Thursday, April 16, 2009

My Most Wanted New Bird

Thursday, April 16, 2009
7 comments
FlyingSnipe

We keep a property list of all the bird species seen or heard at our SE Ohio farm. The list is currently at 183 species: it was a Virginia rail spotted by Julie (on 10/19/08) while I was away traveling in Panama.

I don't mind missing a few: I missed the white-winged crossbill (#177 on 4/15/02) that visited the bird bath for 15 minutes. Julie got the fly-by Eurasian collared-dove (#173), too, in late March of 2000. That one is an unaccepted first state record for Ohio.

Our friend Shila was with us for # 181 saw-whet owl 11/09/04. I was solo for the dickcissel (#165 on 5/8/96). Phoebe spotted the tundra swans flying over our driveway as I was taking her to pre-school in 2002. And she was with me when the black-bellied plovers flew over us in the midst of a bad storm in March of 2006.

Here are the last 10 new birds added to the Indigo Hill farm list:

#174 golden eagle 3/29/00
#175 sedge wren 5/08/00
#176 black duck 12/22/00
#177 white-winged crossbill 4/15/02
#178 black-crowned night-heron 10/13/02
#179 tundra swan 12/05/02
#180 common raven 3/15/03
#181 saw-whet owl 11/09/04
#182 black-bellied plover 5/18/06
#183 Virginia rail 10/18/08

The species I REALLY want to add to the list is Wilson's snipe. Our meadow has a few nice soggy low spots.
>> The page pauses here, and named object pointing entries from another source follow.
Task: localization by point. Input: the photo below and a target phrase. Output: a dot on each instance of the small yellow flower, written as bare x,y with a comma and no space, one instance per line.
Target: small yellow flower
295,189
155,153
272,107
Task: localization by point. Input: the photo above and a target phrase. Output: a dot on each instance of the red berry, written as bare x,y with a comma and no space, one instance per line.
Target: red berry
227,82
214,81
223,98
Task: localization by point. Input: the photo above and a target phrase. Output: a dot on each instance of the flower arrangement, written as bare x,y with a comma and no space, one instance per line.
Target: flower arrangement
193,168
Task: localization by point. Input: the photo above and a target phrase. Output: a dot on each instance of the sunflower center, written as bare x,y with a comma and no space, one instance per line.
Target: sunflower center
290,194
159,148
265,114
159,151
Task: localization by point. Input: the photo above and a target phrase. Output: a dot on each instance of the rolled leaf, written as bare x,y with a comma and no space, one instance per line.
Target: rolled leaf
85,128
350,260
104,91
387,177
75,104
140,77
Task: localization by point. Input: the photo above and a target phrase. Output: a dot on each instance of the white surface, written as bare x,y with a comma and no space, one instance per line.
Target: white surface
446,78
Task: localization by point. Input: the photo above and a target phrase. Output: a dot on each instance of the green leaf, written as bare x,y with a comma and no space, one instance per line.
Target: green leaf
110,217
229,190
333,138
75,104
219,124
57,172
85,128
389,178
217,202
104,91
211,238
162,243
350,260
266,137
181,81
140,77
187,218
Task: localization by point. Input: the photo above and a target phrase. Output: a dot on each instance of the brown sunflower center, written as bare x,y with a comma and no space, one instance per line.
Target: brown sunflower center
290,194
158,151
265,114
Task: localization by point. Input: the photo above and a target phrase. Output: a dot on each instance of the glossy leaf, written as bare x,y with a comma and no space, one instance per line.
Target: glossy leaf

When I squish out through these spots each spring in my rubber boots, I always hope to hear that nasal call and to see a dark missile of a shorebird zig-zagging away from me.

I pine for a pond on our farm. I'd love a small lake. I'd not begrudge a bog or sneer at a swamp. Something—anything—to get us a few more shorebirds and waders. I can see them on the list now: sora, least bittern, spotted sandpiper, solitary sandpiper, coot, pied-billed grebe, marsh wren! Even without an added body of water, we should be able to swipe a snipe out of our wet meadow.

Maybe this spring will be magical enough to give us a new bird for the list. And if it does, I hope it's a snipe.

Snipe3
Wilson's snipe.

7 comments:

On April 16, 2009 at 3:25 PM Patrick Belardo said...

So jealous! My condo yard list is a wopping 50 or so species. Not bad for only having one tree and a lawn I guess.

On April 16, 2009 at 4:23 PM Bill of the Birds said...

Yeah, Patrick. I remember when I lived in NYC and my apartment list was about 32. Not bad for a concrete jungle.

On April 16, 2009 at 7:16 PM rmharvey said...

Obviously you need to organize a snipe hunt. Go deep into the woods late at night and make a clucking noise. Your fellow hunters form a large circle and close in toward you, driving the snipe ahead of them. The frightened snipes will be attracted to your clucking noise. To be kind to the snipe I suggest avoiding capturing the bird in the traditional sack and just use a flashlight.

Good luck!

On April 17, 2009 at 5:47 AM Mary said...

02 was a very good year! You will eventually have your snipe in the meadow. Your new birds list is amazing, already.

On April 17, 2009 at 9:29 AM Julie Zickefoose said...

I love it when you sing these songs to our farm.

On April 21, 2009 at 9:21 AM Seabrooke said...

You've got a great yard list! Especially being a (relatively) waterless site and not having the benefit of a pond bolstering your list with waterfowl and wader species.

Would it not be possible to scrape out one of the low wet spots and make it a tad deeper, enough to accommodate sufficient standing water to, hopefully, attract some of these wetland species? Before we moved, that was one of the favourite projects of our local conservation authority: building new wetlands in existing meadows, particularly wet meadows. I'm not sure how successful they were, although from the few projects I saw it appeared there was little in the way of follow-up management once the initial building was done, the result, I think, of being an overly large organization with too much land to manage to be able to dedicate sufficient attention to any one project.